Well okay not really, if you’ve never player “io” games before, they’re generally very simple in design and usually involve players versing other players online. I mean you can literally just search for them and boom a whole bunch will show up (agar.io, diep.io (my fav), slither.io).

Paperio is very simple, its really a battle royale esq. game and you spontaneously spawn into a game and you want to take over the entire map.

Your goal is to create lines outside your territory and take over the entire map. If you run into someone else’s line you take them out of the (ol’ ball) game

But my point isn’t to advertise you to play this, the point is to talk specifically about how they simulate the feeling of being in a multiplayer game with other “real” players. Of course when you play the game on your phone or pc, you’ll eventually realize that if you unplug your internet or go into airplane mode, that the opposing players are just bots doing their thing. They’re not real, they’re a lie, a fraud, it’s just bots pretending to be people.

To keep it short, the A.I. in general does not seem to have it’s own “behavior” though I could be totally wrong and that they give them parameters to change how cautious they are or how aggressive they are etc.

Whipping out the ol’ classics

in Counter Strike, you can actually go into a bot config file and each bot name has it’s own parameters for things like “skill”, “cooperation”, “bravery” etc.

The point of having a parameter like this is to make it so you can simulate the uniqueness of each human player in a game. (I don’t think Paperio does this but it certainly is one way to add to the feeling of fake multiplayer.)

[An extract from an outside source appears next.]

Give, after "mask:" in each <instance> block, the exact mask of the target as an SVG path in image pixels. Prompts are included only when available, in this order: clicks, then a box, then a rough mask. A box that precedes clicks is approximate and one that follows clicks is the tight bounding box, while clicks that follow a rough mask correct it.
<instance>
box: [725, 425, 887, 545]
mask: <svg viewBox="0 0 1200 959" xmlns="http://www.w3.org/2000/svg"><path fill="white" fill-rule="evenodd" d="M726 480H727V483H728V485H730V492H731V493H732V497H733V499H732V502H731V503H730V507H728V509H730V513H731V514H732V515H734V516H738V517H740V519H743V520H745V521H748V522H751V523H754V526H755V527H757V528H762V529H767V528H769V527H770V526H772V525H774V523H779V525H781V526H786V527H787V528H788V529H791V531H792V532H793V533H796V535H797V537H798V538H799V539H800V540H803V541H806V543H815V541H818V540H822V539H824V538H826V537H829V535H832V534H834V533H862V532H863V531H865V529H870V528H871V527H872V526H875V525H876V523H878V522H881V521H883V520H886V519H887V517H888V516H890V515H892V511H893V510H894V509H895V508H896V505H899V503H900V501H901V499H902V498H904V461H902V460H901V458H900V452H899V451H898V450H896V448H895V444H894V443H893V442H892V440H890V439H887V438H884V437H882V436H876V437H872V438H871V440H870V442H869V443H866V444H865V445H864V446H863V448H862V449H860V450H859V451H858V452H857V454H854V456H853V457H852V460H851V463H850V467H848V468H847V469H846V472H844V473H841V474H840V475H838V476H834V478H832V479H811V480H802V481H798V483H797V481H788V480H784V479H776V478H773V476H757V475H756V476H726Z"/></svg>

Paperio does seem to store up to date player usernames into a database online (and offline they just have a giant file full of offline names to pull from). The advantage of storing the usernames is that you always are up-to-date with the latest meme names and in a way makes the game feel “relevant” as if real people are still playing it.

In this example, the player stared at this bot that was standing still, and then they taunted.

Team Fortress 2 AI does a thing where when they kill you there’s a random chance they’ll taunt. But what really sells it is that there’s a slight delay for the AI to realize they killed you. Actually just like real players if you stare at a friendly bot before the match starts they’ll taunt. (though other behaviors they could also have added might also just be stare back, run back and forth, or sometimes shoot you, duck spam)

I’ve seen some other clever attempts at this too where the “players” will actually text things like “owned” in the chat.

In some ways this sort of thing really takes me back to when I was but a wee lil’ lad playing counter strike and telling the bot teammates to “follow me”.

Really the trick to simulating real players in an offline multiplayer game is to emulate human behavior. These were just a couple of examples of how games pull it off.

What sort of offline multiplayer games have you played that try to emulate real player behaviors?